Segurança dos alimentos

Segurança dos alimentos é um dos assuntos mais importantes quando falamos de produção e consumo de hortifrutis. Consumir frutas, verduras e hortaliças não representa risco para a saúde, muito pelo contrário. Esses alimentos são ricos em nutrientes e auxiliam o bom funcionamento do organismo. Além disso, graças a grande variedade de opções, esses alimentos deixam os pratos mais coloridos e saborosos.

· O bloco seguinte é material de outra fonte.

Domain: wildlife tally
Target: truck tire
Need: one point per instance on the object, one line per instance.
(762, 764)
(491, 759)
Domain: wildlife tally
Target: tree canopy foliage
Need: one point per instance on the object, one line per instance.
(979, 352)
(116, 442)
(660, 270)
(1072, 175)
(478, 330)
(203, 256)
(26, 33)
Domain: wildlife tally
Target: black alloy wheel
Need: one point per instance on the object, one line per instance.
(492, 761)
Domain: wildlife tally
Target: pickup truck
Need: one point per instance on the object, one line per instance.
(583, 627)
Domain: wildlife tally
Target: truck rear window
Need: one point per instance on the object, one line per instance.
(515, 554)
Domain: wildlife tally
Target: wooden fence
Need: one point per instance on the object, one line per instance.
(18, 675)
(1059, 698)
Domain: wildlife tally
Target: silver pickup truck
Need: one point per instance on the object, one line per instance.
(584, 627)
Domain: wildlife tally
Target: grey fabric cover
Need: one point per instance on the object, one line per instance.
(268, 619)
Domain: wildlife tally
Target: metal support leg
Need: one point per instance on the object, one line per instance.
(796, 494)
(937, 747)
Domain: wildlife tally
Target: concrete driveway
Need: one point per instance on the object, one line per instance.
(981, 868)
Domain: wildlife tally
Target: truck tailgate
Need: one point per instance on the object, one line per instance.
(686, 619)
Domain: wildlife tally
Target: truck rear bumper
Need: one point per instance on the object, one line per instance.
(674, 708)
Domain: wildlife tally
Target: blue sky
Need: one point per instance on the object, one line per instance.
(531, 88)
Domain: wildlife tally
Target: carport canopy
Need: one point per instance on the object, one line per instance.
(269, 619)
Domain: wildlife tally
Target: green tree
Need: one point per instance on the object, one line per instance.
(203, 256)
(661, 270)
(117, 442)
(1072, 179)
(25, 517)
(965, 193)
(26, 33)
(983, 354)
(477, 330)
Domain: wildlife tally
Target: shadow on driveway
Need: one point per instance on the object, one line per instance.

Para comprovar estas afirmações trazemos o mais recente relatório do Programa de Análises de Resíduos de Agrotóxicos em Alimentos (PARA), da Agência Nacional de Vigilância Sanitária (Anvisa), revelou que 99% das frutas e hortaliças consumidas pelos brasileiros são seguras. 

“O alimento brasileiro in natura é seguro para consumo e temos de lembrar que frutas e hortaliças são essenciais para a dieta da população”, disse Jarbas Barbosa, ex-diretor-presidente da Anvisa.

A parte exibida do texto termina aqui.